Хочу голос ее услышать. Как идиот звоню и чушь несу, а потом она кладет трубку.
Холодная, неприступная.
Да, я знаю ее именно такой.
Зря я ей позвонил. Скоро вернется Злата, и надеюсь, хоть что-то я смогу почувствовать.
Мать явно к Лизе настроена не очень хорошо, но в целом, не сильно высказывается. Говорит, я все пойму сам, когда вернется та, которая тоже родила мне ребенка. И связь с которой у нас была еще до Лизы.

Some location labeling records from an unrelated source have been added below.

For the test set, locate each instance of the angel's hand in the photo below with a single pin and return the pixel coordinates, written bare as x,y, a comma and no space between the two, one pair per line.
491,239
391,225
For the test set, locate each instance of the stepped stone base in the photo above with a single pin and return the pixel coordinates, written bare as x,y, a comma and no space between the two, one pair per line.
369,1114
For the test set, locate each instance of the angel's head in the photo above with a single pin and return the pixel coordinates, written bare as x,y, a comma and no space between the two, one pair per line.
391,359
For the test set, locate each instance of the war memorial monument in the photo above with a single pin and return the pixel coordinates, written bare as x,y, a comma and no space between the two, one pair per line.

Кстати, Злату я немного знаю, пересекались в общей компании. Не помню, чтобы западал на нее, но отмечал, что замутить с ней возможно. Правда, тогда я рассчитывал максимум на один раз. Но судя по документу, который я обнаружил, ее сын Федя реально и мой тоже.
А вот с Ариной и Артемом выходит жесткая накладка. Я начинаю привязываться к ним, даже однажды решаю приехать без предупреждения.
Только вот вскоре нахожу этот чертов документ.
И если я раньше ничего не чувствовал, то сейчас от прочитанного становится хреново. Не знаю, отчего так цепляет, какого черта внутри будто обрывается что-то.
Черным по белому — совпадений нет.
Я в мгновение набираю номер клиники. Ею владеет Сашка Палканов, мы дружим. Наверно, поэтому я обратился именно к нему незадолго до отъезда Лизы. На месте его нет, но мой запрос принимают. И обещают немедленно выслать повторный результат на почту, которую я указывал. А по телефону такую информацию не выдают. С волнением я открываю документ, но в нем ничего нового.
Арина и Артем не мои дети. Их отец кто-то другой.
Выходит, Лиза мне врала?
Врала, черт возьми! И изменяла.
Я ведь только начал верить во всю эту хрень. Приехать хотел, понять, почему так тянет с ней поговорить. А сейчас внутри злость.
Я рву в клочья документ, по венам разливается металл, ноги, руки тяжелеют, а в башке вата. Комната плывет.
Не сразу понимаю, что теряю сознание.
Но вскоре мой кабинет в родительском доме погружается в темноту. И я вместе с ним.